Lilian hesitated, and they looked at each other. Then the two bickering children leapt up from behind the counter.
‘Treacle toffee!’ shouted one triumphantly, waving his penny in the air. The other looked like he’d been made to give in and stood sullenly to the side. Both watched very carefully as Lilian measured out the thick, sticky shards, making sure the packet came out to an even number. The first child held the bag in triumph as they marched out of the shop. By the time Lilian had closed the cash register, Henry had gone.

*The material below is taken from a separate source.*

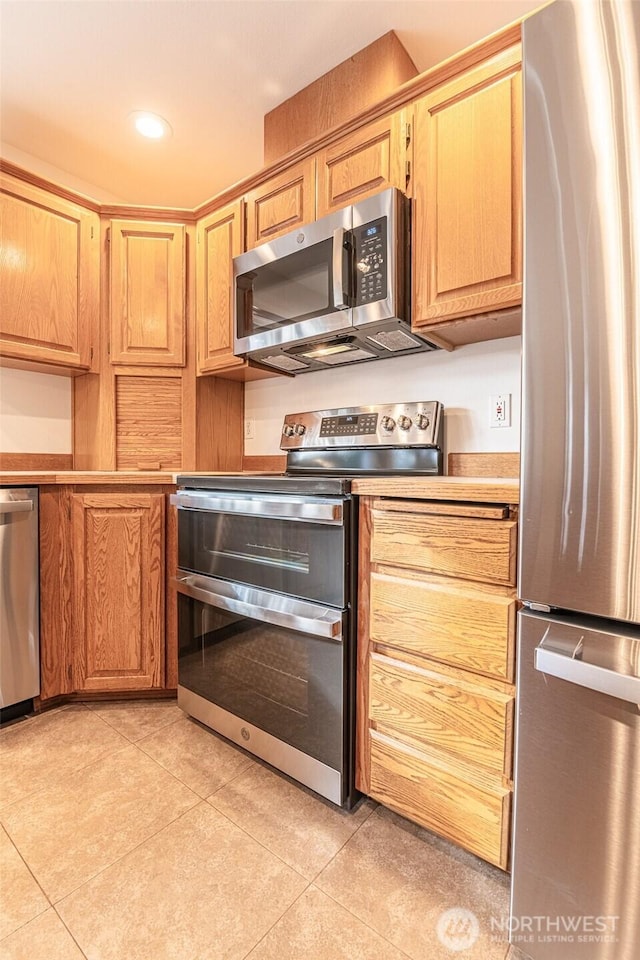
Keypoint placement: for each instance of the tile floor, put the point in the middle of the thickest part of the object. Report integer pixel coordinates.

Rosie shook her head, and turned another page of the book. ‘Sweets: A User’s Manual by Lilian Hopkins’ was inscribed on the front, along with the insignia of a small press. She glanced out of the window again. The bus showed no signs of slowing down or stopping, so she wasn’t feeling quite as nervous.
There were lights dotted here and there around the valley now, tiny pinpoints that must be farms surrounded by great oceans of blackness. And was that a street down below? The light had a faintly odd glare to it. As she craned her neck for a better look, the bus turned a hairpin bend round the hill and everything disappeared once more.
‘Is it nice, Lipton?’ she ventured, then again in case the driver hadn’t heard her. The beard grunted slightly. She guessed that was all she was going to get. Then to her surprise, he turned round.